Karayollarında hayata geçirilen
projeler ve başarıların birer gurur kaynağı olduğunun altını çizen Uraloğlu,
“Sanayi gelişir, ülke kalkınır, ekonomi büyür, istihdam oluşur. 85 milyon
vatandaşımız hem birbirine kavuşur hem de evine helal rızık götürür. Yani yol;
tıpkı enerji, teknoloji, inovasyon gibi ekonominin, üretimin, sanayinin bel
kemiğidir. Bugün, Türkiye’nin her tarafında Bölgelerde, Şubelerde, Şantiyelerde
görev yapan binlerce on binlerce arkadaşımızın, yüklenicimizin,
altyüklenicimizin bu projelerin gerçekleştirilmesinde ciddi katkıları vardır.
Bu vesileyle gece gündüz demeden çalışan siz değerli Karayolcu arkadaşlarıma;
yollarımızın planlanmasından projelendirilmesine, yapımından bakımına kadar
verdiğiniz emek için teşekkür etmek istiyorum.” şeklinde konuştu.
“Kamuda Tasarruf İlkesini Gözden
Kaçırmayacağız”
Bundan sonraki süreçte de başarıları
sürdürerek ve daha da ileriye taşıyarak kararlı bir şekilde çalışmaya devam
edeceklerini vurgulayan Bakan Uraloğlu konuşmasını şöyle sürdürdü:
“Bu bağlamda hem ulusal hem de
uluslararası pazar dinamiklerindeki değişime uyum sağlayan entegre, insan ve
çevre odaklı, güvenli, hızlı ve konforlu bir ulaşım ağı geliştirmek ve daha
güçlü bir Türkiye inşa etmek için birlikte hareket etmeye devam edeceğiz.

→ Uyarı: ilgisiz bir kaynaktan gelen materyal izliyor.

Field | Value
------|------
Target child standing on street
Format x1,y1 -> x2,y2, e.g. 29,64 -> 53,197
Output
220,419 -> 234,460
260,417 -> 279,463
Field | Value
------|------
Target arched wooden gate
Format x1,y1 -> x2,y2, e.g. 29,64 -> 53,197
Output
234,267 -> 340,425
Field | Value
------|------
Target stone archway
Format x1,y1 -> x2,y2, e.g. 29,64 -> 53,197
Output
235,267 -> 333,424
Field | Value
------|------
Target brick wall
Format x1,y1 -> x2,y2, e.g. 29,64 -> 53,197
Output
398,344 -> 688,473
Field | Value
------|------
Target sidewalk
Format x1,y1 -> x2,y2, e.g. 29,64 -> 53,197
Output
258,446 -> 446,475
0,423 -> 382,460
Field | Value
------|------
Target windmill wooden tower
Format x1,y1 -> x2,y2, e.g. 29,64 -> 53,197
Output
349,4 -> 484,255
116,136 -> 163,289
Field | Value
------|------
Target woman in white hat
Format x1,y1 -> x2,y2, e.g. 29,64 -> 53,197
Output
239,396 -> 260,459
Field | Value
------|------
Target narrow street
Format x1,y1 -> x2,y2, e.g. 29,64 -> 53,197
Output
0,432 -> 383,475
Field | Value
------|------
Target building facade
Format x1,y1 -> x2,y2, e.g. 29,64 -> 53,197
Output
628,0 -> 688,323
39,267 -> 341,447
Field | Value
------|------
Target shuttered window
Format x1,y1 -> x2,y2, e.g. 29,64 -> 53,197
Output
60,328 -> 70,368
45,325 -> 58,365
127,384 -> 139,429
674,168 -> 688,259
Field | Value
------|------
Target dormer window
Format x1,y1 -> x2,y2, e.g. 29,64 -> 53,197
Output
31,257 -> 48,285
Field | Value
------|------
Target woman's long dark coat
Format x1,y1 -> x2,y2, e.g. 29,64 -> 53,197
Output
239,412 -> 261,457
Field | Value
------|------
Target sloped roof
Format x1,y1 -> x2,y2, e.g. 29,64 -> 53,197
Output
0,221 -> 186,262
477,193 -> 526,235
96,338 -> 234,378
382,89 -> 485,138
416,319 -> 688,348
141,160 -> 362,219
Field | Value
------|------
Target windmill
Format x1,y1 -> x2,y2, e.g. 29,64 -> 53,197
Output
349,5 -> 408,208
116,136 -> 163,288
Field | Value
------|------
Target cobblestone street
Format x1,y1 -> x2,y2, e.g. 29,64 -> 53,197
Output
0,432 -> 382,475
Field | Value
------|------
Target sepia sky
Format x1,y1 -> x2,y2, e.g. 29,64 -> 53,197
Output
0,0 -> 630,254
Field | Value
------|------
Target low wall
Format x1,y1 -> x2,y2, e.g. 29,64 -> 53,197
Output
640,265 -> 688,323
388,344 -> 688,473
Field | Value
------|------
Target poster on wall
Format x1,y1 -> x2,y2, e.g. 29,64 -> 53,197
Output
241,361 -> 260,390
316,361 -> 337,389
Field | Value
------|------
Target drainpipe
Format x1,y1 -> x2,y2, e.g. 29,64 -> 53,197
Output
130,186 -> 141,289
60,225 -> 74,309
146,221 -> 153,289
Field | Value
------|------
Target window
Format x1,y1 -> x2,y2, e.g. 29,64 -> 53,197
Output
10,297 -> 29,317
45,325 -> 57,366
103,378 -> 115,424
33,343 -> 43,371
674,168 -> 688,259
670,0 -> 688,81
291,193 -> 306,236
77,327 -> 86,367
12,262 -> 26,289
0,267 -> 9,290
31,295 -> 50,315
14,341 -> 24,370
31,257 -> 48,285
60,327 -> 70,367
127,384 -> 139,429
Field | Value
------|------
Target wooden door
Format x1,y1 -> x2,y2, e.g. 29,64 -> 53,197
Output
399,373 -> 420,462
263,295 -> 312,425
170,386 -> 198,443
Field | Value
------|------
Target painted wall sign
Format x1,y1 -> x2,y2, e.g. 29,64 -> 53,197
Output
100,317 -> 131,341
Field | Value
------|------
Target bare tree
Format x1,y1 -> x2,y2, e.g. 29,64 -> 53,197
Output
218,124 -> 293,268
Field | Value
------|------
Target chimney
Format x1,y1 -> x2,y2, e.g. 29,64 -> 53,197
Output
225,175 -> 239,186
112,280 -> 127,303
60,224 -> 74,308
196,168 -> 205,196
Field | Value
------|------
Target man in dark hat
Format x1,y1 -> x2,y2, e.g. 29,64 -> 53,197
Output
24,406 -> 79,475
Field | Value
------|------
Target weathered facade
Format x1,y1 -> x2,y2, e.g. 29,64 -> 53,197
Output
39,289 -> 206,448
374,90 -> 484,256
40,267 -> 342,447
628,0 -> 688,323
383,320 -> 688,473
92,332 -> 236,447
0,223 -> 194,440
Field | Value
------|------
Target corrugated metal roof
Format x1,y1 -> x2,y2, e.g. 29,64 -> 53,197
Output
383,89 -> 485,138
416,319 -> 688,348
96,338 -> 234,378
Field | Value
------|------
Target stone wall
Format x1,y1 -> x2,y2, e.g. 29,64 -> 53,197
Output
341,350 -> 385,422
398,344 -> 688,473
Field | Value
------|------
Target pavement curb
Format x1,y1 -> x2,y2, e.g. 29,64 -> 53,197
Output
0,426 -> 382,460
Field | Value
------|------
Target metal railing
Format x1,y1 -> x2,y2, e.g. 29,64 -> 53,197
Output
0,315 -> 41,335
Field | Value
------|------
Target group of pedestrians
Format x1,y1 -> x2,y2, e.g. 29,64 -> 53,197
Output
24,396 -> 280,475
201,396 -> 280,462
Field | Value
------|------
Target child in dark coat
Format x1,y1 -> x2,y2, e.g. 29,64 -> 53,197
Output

Bundan sonraki çalışmalarımızda da her adımı birlikte atacağımızdan, hizmet
bayrağını devraldığımız noktadan çok daha ilerilere götüreceğimizden ve çalışma
motivasyonunuzun yükselmesinde elimizden geleni yapacağımızdan emin olmanızı
istiyorum. Çalışmalarınızda maddi ve manevi desteğimiz konusunda tereddüt
yaşamayın, kaynak temini için elimizden gelen her imkânı seferber edeceğiz. Ancak,
bugüne kadar olduğu gibi bundan sonra da kamuda tasarruf ilkesini gözden
kaçırmayarak; kamu kaynaklarının efektif kullanımı konusunda azami dikkati
göstermenizi özellikle istirham ediyorum. 2024 yılında yapılacak tüm
çalışmaların bütçede ayrılan ödenekler ve yapılan planlamalar çerçevesinde
olmasını istiyorum. Bu duygularla, 74’üncüsü düzenlenen Bölge Müdürleri
toplantısının, bugüne kadar elde edilen tecrübeler ışığında; içinde
bulunduğumuz bilgi ve iletişim çağının gereklerine uygun kararlar alınması
açısından verimli geçmesini temenni ediyorum.”